SpatiaLite: Ground Control Points

Ground Control Points

Starting since version 4.3.0 SpatiaLite supports an optional GCP module; the GCP acronym simply stands for Ground Control Points.
Understanding the intended role of GCP is very intuitive, anyway the underlying mathematic and statistic operations are really complex and apparently intimidating.
In this short presentation we'll make any possible effort so to keep the discussion at the more elementary level.

Introduction: defining the problem

Imagine two different maps obviously representing the same identical geographic area, as the two shown on the side.
Now suppose that only in one case the Coordinate Reference System is well known and fully qualified; however (for any good reason) the other map is completely lacking any useful information about its own CRS.

You could be legitimately interested in merging together both maps, anyway this operation seems to be completely forbidden simply due to the complete lack of critical informations about one of the two maps.
In this specific case adopting the usual coordinate transformations based on PROJ.4 and ST_Transform() is completely out of discussion.

Just to say, this is the usual condition of many potentially interesting historical maps; but in many others cases too it frequently happens to encounter some odd map based on a completely undocumented CRS.
Other times it could be a well known CRS unhappily unsupported by the standard EPSG geodetic definitions simply because it's based on some extravagant or not very common projection system completely unfit to match the standard EPSG expectations
(an infamous example surely familiar to many Italian readers is represented by the Cassini-Soldner projection widely adopted by the Italian National Cadastre).

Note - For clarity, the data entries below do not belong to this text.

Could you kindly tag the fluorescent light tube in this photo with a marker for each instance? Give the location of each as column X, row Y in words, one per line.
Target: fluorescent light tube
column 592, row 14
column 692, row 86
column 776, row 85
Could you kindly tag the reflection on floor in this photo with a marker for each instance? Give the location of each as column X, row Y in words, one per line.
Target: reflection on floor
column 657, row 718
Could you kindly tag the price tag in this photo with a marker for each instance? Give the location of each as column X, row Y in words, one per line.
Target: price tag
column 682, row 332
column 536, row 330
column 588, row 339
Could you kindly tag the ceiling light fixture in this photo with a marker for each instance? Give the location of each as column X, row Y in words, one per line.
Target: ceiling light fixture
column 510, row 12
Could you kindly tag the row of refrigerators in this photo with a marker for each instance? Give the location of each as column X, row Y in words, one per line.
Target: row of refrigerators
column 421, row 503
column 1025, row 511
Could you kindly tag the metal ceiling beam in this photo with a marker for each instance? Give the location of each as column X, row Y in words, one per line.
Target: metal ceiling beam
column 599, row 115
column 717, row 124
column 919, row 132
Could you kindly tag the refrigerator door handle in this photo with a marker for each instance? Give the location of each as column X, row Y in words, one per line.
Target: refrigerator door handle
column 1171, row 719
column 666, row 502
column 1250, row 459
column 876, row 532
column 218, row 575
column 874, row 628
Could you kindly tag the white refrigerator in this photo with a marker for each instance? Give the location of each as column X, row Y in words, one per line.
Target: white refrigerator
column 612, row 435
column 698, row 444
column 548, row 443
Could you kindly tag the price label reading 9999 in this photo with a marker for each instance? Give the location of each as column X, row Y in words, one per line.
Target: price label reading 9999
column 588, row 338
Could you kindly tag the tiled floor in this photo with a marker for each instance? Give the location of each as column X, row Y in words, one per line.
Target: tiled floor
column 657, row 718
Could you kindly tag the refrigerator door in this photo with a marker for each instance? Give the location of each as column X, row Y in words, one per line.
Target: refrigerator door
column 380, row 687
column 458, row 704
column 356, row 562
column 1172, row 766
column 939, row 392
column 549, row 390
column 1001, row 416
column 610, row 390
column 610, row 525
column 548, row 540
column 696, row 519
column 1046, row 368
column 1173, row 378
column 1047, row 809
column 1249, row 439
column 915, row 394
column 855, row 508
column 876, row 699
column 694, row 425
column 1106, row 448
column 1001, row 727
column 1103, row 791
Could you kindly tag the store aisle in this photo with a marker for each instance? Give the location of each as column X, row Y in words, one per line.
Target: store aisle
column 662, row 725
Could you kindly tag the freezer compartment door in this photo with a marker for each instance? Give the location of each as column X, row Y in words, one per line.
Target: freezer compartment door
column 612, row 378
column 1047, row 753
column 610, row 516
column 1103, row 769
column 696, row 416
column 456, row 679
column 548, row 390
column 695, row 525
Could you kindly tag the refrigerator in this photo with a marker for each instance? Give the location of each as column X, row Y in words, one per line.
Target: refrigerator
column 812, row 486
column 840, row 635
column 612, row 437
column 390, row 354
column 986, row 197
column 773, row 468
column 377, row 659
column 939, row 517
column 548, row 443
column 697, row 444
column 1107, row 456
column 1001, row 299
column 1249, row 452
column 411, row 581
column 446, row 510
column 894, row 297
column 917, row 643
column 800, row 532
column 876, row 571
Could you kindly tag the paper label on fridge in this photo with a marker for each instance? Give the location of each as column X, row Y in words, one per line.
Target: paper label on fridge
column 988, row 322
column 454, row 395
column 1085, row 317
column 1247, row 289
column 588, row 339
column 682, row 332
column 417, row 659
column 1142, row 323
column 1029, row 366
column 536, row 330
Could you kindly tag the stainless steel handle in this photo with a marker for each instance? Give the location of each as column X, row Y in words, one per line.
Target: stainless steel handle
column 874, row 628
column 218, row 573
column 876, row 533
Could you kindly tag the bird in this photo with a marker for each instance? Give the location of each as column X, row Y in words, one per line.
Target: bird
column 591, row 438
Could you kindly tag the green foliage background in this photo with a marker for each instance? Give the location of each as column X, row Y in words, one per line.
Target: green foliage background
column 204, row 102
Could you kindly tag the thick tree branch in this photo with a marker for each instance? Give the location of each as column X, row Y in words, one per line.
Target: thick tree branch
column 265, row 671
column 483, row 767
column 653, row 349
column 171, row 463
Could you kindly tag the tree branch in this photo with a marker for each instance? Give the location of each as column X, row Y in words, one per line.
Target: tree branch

Well, in all these cases the GCP approach can successfully resolve all your problems in a rather simple way.
Let's see how it practically works:

you are required first to identify several pairs of closely matching points on both maps.
the accuracy and precision of your measures will have a strong influence on the final result, so you must be very careful during this step.
accurately choosing appropriate terrain features allowing a precise and non ambiguous identification is equally important: good candidates are e.g. bell towers, chimneys, relevant buildings (church, castle, palace, railways station), mountain pinnacles, ponds, small water bodies and alike, but it obviously widely depends on the relative scale and epoch of both maps.
identifying at least three GCP pairs is the bare minimum required to attempt resolving a 2D problem, and at least four GCP pairs are required in the 3D case.
defining a bigger number of GCP pairs usually helps a lot in order to achieve a better precision, because in the case of an overdetermined system several statistic methods can be usefully applied so as to smooth and correct single measure errors.
any uneven distribution of the GCPs should always be carefully avoided, because it could easily introduce noticeable distortions; as far as possible all GCPs should be wisely placed so to regularly cover the map as a whole and possibly avoiding any directional preference.
Placing many precisely measured points aligned along the same line is an inherently useless waste of time.
splitting a big problem into many smaller problems usually helps: achieving a good precision is easier when separately processing small-sized samples just covering a precisely selected area of reasonable extension, because this way each single sub-zone can benefit from using its own precisely calibrated transformation.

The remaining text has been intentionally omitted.